C17orf55 Inhibitors

Chemical inhibitors of C17orf55 disrupt the protein's function by targeting various aspects of the cell division cycle, particularly microtubule dynamics and spindle apparatus formation. Paclitaxel and vinblastine interfere with microtubule function, which is an integral part of cell division. Paclitaxel achieves this by stabilizing microtubules, preventing their disassembly and thus hindering the formation of the mitotic spindle. Vinblastine, on the other hand, binds to tubulin, the building block of microtubules, and inhibits their assembly. This action results in the inhibition of mitotic spindle function, which is necessary for successful cell division. Similarly, colchicine and podophyllotoxin target tubulin, with colchicine binding to tubulin and inhibiting polymerization, thereby preventing microtubule formation, while podophyllotoxin prevents the polymerization of tubulin as well, disrupting the formation of microtubules.

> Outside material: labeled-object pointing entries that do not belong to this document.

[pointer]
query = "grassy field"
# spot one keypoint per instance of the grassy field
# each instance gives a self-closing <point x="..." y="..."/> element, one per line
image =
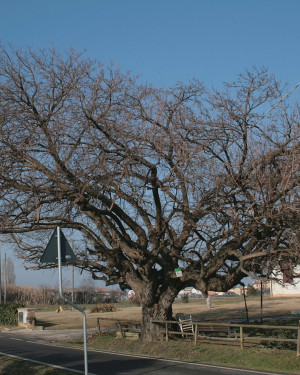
<point x="223" y="309"/>
<point x="254" y="357"/>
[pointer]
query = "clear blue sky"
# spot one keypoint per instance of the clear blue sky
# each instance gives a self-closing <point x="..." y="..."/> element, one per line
<point x="163" y="40"/>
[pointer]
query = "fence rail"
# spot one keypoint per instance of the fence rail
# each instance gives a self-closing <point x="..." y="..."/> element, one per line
<point x="212" y="327"/>
<point x="210" y="331"/>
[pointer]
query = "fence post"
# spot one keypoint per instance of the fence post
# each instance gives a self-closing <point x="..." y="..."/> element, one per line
<point x="241" y="337"/>
<point x="167" y="332"/>
<point x="196" y="334"/>
<point x="298" y="342"/>
<point x="98" y="325"/>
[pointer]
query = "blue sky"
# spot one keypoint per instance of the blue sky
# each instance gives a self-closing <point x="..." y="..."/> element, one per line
<point x="163" y="40"/>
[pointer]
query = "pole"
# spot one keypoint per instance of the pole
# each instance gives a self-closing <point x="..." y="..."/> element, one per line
<point x="71" y="303"/>
<point x="5" y="278"/>
<point x="0" y="279"/>
<point x="72" y="286"/>
<point x="261" y="301"/>
<point x="246" y="307"/>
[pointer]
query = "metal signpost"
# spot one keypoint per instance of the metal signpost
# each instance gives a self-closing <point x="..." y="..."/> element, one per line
<point x="65" y="254"/>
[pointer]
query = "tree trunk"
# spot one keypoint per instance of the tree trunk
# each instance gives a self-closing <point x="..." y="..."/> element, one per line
<point x="158" y="311"/>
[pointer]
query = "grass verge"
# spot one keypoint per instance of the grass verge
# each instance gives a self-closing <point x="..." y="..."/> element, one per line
<point x="13" y="366"/>
<point x="255" y="357"/>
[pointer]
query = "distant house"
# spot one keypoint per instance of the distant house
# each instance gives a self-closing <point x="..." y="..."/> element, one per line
<point x="287" y="285"/>
<point x="190" y="291"/>
<point x="130" y="294"/>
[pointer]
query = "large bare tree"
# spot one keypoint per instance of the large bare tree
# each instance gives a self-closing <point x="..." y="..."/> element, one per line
<point x="152" y="179"/>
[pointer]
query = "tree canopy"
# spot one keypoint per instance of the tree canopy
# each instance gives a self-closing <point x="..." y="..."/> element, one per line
<point x="154" y="179"/>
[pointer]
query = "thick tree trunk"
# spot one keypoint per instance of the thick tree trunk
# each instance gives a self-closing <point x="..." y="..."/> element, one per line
<point x="158" y="311"/>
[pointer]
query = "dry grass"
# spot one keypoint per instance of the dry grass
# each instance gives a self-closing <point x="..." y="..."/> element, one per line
<point x="223" y="309"/>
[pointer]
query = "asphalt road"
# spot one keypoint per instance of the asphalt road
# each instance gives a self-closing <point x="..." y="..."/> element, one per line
<point x="103" y="363"/>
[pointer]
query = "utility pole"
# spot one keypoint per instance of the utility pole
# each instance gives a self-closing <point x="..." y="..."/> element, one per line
<point x="5" y="278"/>
<point x="0" y="279"/>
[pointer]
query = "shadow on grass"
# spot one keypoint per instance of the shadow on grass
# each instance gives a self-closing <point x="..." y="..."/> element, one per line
<point x="45" y="324"/>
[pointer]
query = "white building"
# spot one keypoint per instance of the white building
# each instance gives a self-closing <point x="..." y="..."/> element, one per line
<point x="190" y="291"/>
<point x="288" y="285"/>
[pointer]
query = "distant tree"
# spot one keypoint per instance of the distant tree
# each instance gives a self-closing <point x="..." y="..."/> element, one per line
<point x="251" y="291"/>
<point x="9" y="271"/>
<point x="153" y="179"/>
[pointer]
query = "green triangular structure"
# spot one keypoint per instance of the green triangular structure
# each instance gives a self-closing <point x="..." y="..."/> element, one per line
<point x="50" y="253"/>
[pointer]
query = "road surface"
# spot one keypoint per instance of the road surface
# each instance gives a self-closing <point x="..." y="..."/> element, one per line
<point x="103" y="363"/>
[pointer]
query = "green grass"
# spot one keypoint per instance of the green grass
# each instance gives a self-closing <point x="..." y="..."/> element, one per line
<point x="12" y="366"/>
<point x="255" y="357"/>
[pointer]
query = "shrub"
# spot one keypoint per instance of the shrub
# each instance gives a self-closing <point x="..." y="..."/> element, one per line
<point x="105" y="307"/>
<point x="9" y="313"/>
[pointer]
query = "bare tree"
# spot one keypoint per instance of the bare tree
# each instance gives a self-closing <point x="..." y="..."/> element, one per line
<point x="153" y="179"/>
<point x="8" y="270"/>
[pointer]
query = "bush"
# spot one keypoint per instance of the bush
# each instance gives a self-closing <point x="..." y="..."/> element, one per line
<point x="134" y="300"/>
<point x="105" y="307"/>
<point x="9" y="314"/>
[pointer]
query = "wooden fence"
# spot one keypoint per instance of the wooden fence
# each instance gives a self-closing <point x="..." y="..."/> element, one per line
<point x="211" y="331"/>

Monastrol and S-Trityl-L-cysteine focus on the inhibition of the kinesin Eg5, a motor protein that is essential for the separation of centrosomes and the bipolar spindle formation. Monastrol specifically inhibits the function of Eg5, leading to the formation of monopolar spindles, which are ineffective in cell division. S-Trityl-L-cysteine also inhibits Eg5, reinforcing the inhibition of the mitotic spindle apparatus. Nocodazole contributes to this disruption by depolymerizing microtubules, leading to the disintegration of the microtubule network essential for mitosis. Alisertib, ZM 447439, and BI 2536 take a slightly different approach by inhibiting essential kinases involved in cell cycle progression. Alisertib inhibits Aurora A kinase, which is crucial for mitotic entry and spindle assembly, while ZM 447439 inhibits Aurora kinase, affecting cytokinesis and chromosome alignment. BI 2536 inhibits polo-like kinase 1 (PLK1), which affects spindle formation and checkpoint regulation. Purvalanol A targets cyclin-dependent kinases that are essential for the progression of the cell cycle. By inhibiting these kinases, Purvalanol A halts the cell cycle. Lastly, SP600125 inhibits the Jun N-terminal kinase (JNK), which impacts cell cycle progression and the cell's ability to undergo division, thus indirectly affecting the role of C17orf55 in these processes. Each of these chemical inhibitors, through their unique mechanisms, can disrupt the normal functioning of C17orf55, which plays a role in cell cycle progression and mitosis.